Monty takes his pick from rosemary, fennel, thyme, oregano and more, growing in the Herb Garden
PHOTO: JASON INGRAM

One of the very British aspects of edible gardening is that we put the majority of focus on growing veg. In most gardens and every allotment plot across the land, veg is proudly – and usually superbly – grown. Yet, I bet that more people grow herbs than vegetables. Those that cook regularly will always have some fresh herbs growing, even if it is only a pot of straggly parsley or basil on a kitchen windowsill. And a lot of gardens have a few herbs almost by default – a woody old rosemary bush, some sprawling lavender, or some sage and chives bravely coping in an unlikely corner.

The truth is that herbs do not need the ritualistic attentions that most vegetables demand. Many are happiest left to their own devices in soil and circumstances that the humblest vegetable would disdain.

But herb gardening – and herb gardens – have a long and central role in the long story of British gardens. The Saxons had a wide and detailed knowledge of herbs for both culinary and medical use (and, rather like the Chinese, would not have differentiated those two roles as we tend to do today). Medieval gardens were based around herbs, again as much for medical purposes as for flavouring food, and it is significant that right up to the 18th century many of the vegetables that we now think of being quite distinct from herbs would have been grouped together in a well-stocked herb garden.

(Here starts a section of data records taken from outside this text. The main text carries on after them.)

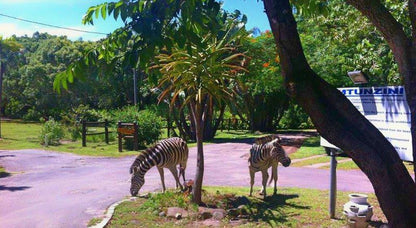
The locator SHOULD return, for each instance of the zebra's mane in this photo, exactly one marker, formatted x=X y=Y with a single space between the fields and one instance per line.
x=266 y=139
x=141 y=157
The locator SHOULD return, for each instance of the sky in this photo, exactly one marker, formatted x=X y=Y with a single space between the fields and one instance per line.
x=68 y=13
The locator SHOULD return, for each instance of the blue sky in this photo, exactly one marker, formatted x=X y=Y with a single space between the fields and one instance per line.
x=68 y=13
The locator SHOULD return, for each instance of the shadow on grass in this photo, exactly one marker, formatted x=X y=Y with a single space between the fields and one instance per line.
x=273 y=209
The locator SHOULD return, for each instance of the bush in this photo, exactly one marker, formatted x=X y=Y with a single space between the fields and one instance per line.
x=72 y=119
x=150 y=125
x=51 y=133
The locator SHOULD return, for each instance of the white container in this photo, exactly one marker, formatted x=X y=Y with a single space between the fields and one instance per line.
x=358 y=210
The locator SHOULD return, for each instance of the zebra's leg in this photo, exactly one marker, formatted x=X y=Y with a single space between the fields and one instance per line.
x=251 y=181
x=175 y=175
x=274 y=176
x=162 y=178
x=265 y=176
x=182 y=171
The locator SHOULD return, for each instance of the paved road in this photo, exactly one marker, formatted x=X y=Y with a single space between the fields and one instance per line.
x=51 y=189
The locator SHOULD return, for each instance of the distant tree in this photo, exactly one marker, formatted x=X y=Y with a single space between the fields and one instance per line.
x=6 y=45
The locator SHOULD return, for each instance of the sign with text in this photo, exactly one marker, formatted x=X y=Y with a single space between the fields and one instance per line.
x=386 y=108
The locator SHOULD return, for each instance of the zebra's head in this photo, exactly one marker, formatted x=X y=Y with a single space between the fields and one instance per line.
x=281 y=154
x=137 y=178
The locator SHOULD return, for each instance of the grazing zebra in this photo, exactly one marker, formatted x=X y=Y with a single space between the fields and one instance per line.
x=167 y=153
x=264 y=155
x=266 y=139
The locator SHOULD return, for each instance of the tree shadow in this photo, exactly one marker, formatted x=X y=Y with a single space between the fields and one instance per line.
x=13 y=189
x=274 y=209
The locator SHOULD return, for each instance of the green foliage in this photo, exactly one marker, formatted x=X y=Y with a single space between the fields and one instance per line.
x=149 y=123
x=263 y=98
x=51 y=133
x=295 y=118
x=344 y=41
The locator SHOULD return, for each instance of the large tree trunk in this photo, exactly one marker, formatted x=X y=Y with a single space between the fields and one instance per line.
x=196 y=111
x=341 y=123
x=402 y=46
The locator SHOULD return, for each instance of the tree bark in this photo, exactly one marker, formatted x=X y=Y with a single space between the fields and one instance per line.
x=402 y=46
x=341 y=123
x=196 y=111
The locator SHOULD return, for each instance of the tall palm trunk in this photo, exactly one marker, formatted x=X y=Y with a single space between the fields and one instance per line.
x=196 y=110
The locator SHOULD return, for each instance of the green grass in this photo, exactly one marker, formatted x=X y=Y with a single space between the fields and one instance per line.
x=291 y=207
x=310 y=147
x=19 y=135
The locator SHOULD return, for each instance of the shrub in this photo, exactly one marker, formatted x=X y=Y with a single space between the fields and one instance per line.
x=149 y=123
x=51 y=133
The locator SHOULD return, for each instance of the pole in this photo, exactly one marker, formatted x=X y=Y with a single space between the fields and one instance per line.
x=135 y=86
x=333 y=183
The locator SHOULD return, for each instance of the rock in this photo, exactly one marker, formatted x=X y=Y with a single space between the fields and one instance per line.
x=204 y=215
x=242 y=200
x=233 y=212
x=218 y=215
x=173 y=211
x=242 y=209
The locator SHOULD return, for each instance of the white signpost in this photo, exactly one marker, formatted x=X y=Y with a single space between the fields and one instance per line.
x=386 y=108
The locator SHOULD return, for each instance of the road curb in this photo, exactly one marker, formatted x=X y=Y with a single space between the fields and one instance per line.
x=110 y=212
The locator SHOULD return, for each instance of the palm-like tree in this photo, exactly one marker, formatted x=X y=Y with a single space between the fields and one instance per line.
x=202 y=71
x=6 y=45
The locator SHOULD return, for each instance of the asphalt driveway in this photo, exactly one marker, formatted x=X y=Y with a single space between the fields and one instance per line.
x=49 y=189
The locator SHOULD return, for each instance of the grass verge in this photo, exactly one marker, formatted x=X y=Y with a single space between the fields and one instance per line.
x=291 y=207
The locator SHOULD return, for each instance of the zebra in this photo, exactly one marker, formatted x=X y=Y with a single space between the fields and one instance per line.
x=264 y=155
x=266 y=139
x=167 y=153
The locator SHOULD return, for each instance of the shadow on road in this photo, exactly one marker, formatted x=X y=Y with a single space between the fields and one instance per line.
x=4 y=174
x=13 y=189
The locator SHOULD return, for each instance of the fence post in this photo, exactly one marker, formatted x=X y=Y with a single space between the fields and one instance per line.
x=136 y=137
x=120 y=140
x=84 y=133
x=106 y=130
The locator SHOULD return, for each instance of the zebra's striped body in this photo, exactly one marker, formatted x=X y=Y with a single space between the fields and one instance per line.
x=167 y=153
x=264 y=156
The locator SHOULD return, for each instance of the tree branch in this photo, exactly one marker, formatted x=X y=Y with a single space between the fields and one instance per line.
x=389 y=27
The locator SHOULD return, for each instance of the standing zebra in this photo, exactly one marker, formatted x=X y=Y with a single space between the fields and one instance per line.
x=262 y=156
x=167 y=153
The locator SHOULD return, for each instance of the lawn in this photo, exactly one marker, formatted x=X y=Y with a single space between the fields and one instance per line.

Perhaps the greatest surviving remnant of the importance of the herb garden in Britain is the Chelsea Physic Garden, which was started (just like the world’s first botanic gardens in 16th century Italy) as a way of giving physicians insight into how their medicinal plants grew and interrelated. So, three cheers for herb gardens – it is definitely time we restored the right space and attention due to them.

I feel that we British take herbs for granted, growing a bit of mint, some rosemary, perhaps a sage bush, lavender and thyme, maybe a bay tree for its clipped, decorative effect. Nothing uncommon in this, but we grow by the by, without the enthusiasm we show for vegetables.

Herbs are vital. A small selection of fresh herbs is essential for any kind of cooking and that small selection can be grown in almost any situation, from a window box or pots at the back door to a full-throated, booted and suited herb garden.